Das Kino sei kein mythi­scher, sondern ein sehr prosai­scher Ort, das habe ihm sein Vater beige­bracht, sagt Audiard – ganz im Gegensatz zu dem, was scheinbar seine Filme erzählen. Vierzehn Jahre und über zehn Dreh­bücher später führte Audiard 1994 dann zum ersten Mal Regie bei Regarde les hommes tomber (Wenn Männer fallen). Es folgten Un héros très discret und Sur mes lèvres, sein Durch­bruch. Enorm viel Beifall gab es dann für Der wilde Schlag meines Herzens, ein Remake von James Tobacks Film Fingers aus dem Jahr 1978. Diesen Stoff hat er stark verändert. Es sollte, so erzählte Audiard seiner­zeit in einem Interview, ihm selbst nahe stehen, »ein Leben führen, das ich irgendwie nach­voll­ziehen kann«. Und abgesehen von dem großen Kontrast, den eine Figur in sich trägt, die gleich­zeitig mit dem Knüppel arme Familien aus Wohnungen vertreibt, und im nächsten Moment dann eine Bach-Sonate spielt, über den Kontrast zwischen Schönheit und Häss­lich­keit, zwischen einer schönen Vergan­gen­heit und einer bösen Zukunft, den die Haupt­figur dann umdreht, und am Ende ein Impres­sario des bürger­li­chen Musik­be­triebs ist, der mit den Traumata seiner Vergan­gen­heit zu kämpfen hat, kommt einem auch hier wieder das Verhältnis zwischen Vater und Sohn in den Sinn.

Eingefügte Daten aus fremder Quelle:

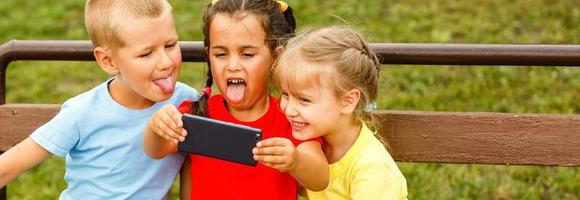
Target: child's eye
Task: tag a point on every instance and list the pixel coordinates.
(247, 55)
(303, 100)
(219, 54)
(169, 46)
(284, 95)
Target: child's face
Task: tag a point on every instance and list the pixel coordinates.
(240, 59)
(148, 65)
(312, 110)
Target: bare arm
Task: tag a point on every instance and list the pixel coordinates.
(311, 170)
(185, 180)
(20, 158)
(306, 163)
(163, 132)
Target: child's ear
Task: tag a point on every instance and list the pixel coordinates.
(104, 58)
(349, 101)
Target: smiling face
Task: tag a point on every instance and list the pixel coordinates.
(313, 107)
(148, 65)
(240, 60)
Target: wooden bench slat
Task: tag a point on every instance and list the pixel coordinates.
(445, 137)
(483, 138)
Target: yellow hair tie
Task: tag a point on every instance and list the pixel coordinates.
(283, 5)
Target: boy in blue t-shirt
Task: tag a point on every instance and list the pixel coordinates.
(101, 131)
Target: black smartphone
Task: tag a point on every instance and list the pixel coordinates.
(219, 139)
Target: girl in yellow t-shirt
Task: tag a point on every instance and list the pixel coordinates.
(328, 77)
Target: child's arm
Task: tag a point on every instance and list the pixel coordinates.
(306, 163)
(163, 132)
(185, 180)
(20, 158)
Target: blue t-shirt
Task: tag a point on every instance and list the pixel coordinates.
(103, 144)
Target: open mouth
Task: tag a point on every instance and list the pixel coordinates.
(236, 89)
(298, 125)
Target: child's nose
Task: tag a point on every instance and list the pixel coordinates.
(290, 110)
(165, 61)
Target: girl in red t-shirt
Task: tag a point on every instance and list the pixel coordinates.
(242, 40)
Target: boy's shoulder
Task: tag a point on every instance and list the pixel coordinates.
(88, 97)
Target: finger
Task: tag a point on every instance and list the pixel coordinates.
(176, 116)
(169, 133)
(271, 150)
(271, 159)
(173, 122)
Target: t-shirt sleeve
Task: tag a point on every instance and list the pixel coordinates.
(185, 106)
(60, 134)
(377, 181)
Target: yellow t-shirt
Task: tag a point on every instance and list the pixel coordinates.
(367, 171)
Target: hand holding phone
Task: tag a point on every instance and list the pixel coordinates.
(218, 139)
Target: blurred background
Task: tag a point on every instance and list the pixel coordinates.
(554, 90)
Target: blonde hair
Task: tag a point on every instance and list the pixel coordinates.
(338, 51)
(104, 18)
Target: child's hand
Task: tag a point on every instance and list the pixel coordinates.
(277, 153)
(167, 123)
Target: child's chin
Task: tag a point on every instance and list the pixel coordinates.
(300, 136)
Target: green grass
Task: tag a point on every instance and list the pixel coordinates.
(429, 88)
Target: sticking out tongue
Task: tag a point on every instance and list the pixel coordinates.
(166, 84)
(235, 92)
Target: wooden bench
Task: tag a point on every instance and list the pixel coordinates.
(414, 136)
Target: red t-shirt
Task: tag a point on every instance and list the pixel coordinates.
(218, 179)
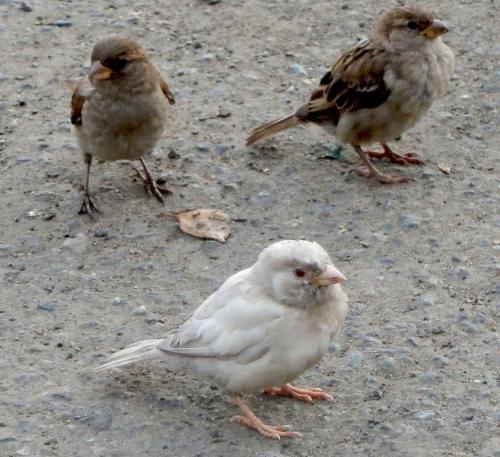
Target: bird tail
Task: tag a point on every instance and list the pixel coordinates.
(270, 128)
(142, 350)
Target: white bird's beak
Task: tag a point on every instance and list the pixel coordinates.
(328, 277)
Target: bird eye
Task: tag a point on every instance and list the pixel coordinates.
(115, 64)
(300, 273)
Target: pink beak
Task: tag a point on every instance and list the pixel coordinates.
(330, 276)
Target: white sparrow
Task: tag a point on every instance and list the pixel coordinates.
(119, 113)
(262, 328)
(379, 88)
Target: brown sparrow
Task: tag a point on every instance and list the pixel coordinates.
(263, 327)
(379, 88)
(119, 113)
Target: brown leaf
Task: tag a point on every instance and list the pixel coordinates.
(446, 169)
(207, 223)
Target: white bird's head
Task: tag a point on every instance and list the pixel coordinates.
(297, 273)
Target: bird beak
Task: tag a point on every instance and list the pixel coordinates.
(99, 72)
(435, 29)
(328, 277)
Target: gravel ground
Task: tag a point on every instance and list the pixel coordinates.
(416, 370)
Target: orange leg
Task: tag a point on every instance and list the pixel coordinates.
(149, 182)
(391, 156)
(307, 394)
(373, 171)
(250, 420)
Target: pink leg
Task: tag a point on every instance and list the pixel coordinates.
(307, 394)
(250, 420)
(391, 156)
(372, 171)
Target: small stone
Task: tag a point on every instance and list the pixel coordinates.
(48, 307)
(424, 415)
(140, 311)
(26, 7)
(100, 233)
(440, 361)
(459, 273)
(297, 69)
(469, 328)
(426, 300)
(62, 23)
(202, 147)
(117, 301)
(221, 148)
(409, 221)
(354, 360)
(173, 154)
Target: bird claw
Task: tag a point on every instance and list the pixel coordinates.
(88, 206)
(384, 179)
(301, 394)
(394, 157)
(275, 432)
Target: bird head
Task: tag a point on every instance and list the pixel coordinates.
(298, 273)
(410, 26)
(118, 61)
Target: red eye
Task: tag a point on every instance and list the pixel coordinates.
(300, 273)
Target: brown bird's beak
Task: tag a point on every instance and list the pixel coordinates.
(99, 72)
(328, 277)
(435, 29)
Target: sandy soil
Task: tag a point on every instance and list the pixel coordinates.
(416, 370)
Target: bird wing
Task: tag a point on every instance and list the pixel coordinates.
(165, 89)
(82, 91)
(356, 81)
(232, 323)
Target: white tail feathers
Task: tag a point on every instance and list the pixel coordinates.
(142, 350)
(270, 128)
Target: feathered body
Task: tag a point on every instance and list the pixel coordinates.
(246, 340)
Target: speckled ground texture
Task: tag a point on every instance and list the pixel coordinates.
(415, 371)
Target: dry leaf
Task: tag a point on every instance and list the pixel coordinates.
(211, 224)
(446, 169)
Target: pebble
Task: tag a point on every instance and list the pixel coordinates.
(140, 311)
(409, 221)
(48, 307)
(101, 233)
(26, 7)
(440, 361)
(297, 69)
(426, 300)
(354, 360)
(424, 415)
(77, 245)
(202, 147)
(62, 23)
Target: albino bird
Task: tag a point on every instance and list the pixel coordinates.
(379, 88)
(119, 113)
(260, 330)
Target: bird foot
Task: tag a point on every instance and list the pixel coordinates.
(394, 157)
(250, 420)
(383, 178)
(303, 394)
(151, 187)
(88, 205)
(274, 432)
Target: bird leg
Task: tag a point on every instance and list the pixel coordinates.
(149, 182)
(374, 172)
(88, 205)
(307, 394)
(250, 420)
(391, 156)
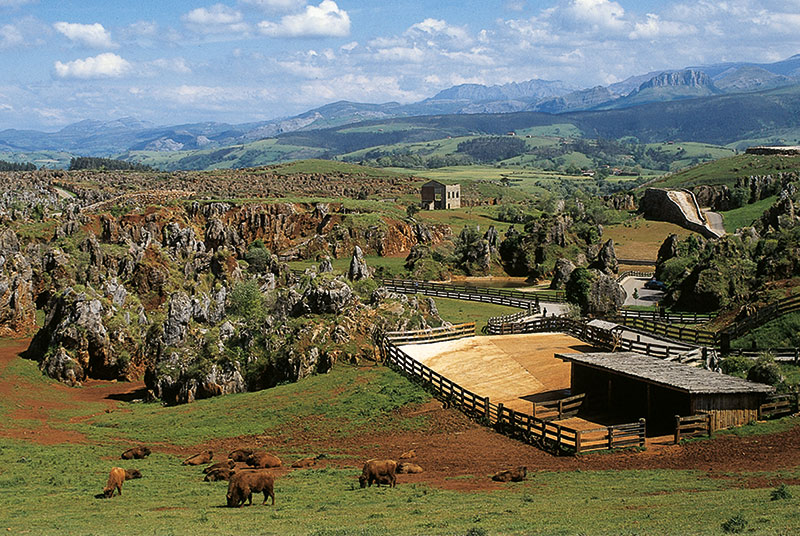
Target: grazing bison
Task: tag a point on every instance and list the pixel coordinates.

Solche Verhält­nisse trifft man immer wieder in den letzten Filmen Audiards, sie sind offen­sicht­lich sein Thema. Mal direkt, wie in »Der wilde Schlag meines Herzens« in dem der Sohn eine Art brutale Fürsorge für seinen Vater übernimmt, die auch über dessen Tod hinaus reicht, als er seine Ermordung an deren Draht­zieher rächt, Oder jetzt in Rust and Bone, in dem der Vater ziemlich alles, vor allem seine körper­liche Gesund­heit dafür riskiert, dass er dem Sohn ein besseres Leben verschafft, oder ihm auch ganz einfach das Leben rettet. Imaginärer, abgrün­diger findet man dieses Verhältnis in »Un Prophet«, in dem die Rolle des bösen Vaters von dem korsi­schen Paten Luciano besetzt ist, der im Gefängnis ein alttes­ta­men­ta­risch-brutales Regime führt.

Den zweiten Fixpunkt in Audiards Geschichten bildet die bürger­liche Gesell­schaft, oder noch konkreter das bürger­liche Leben. Audiard zeigt oft Deklas­sierte, die am Ende in der Regel in die Gesell­schaft zurück­kehren. Fast ein bisschen zu schlicht und zu idyllisch ist dies gezeichnet: Das Flug­ti­cket nach Johan­nis­burg, mit dem das Paar aus Sur mes lèvres aus der fran­zö­si­schen Ange­stell­ten­welt flieht, in der es sich kennen­lernte. Der Betrieb der klas­si­schen Musik­kon­zerte, in der das Paar aus Der wilde Schlag meines Herzens zum Schluss des Films lebt. Oder die Welt des Profi­bo­xens und der Luxus­ho­tels, in der Rust and Bone endet.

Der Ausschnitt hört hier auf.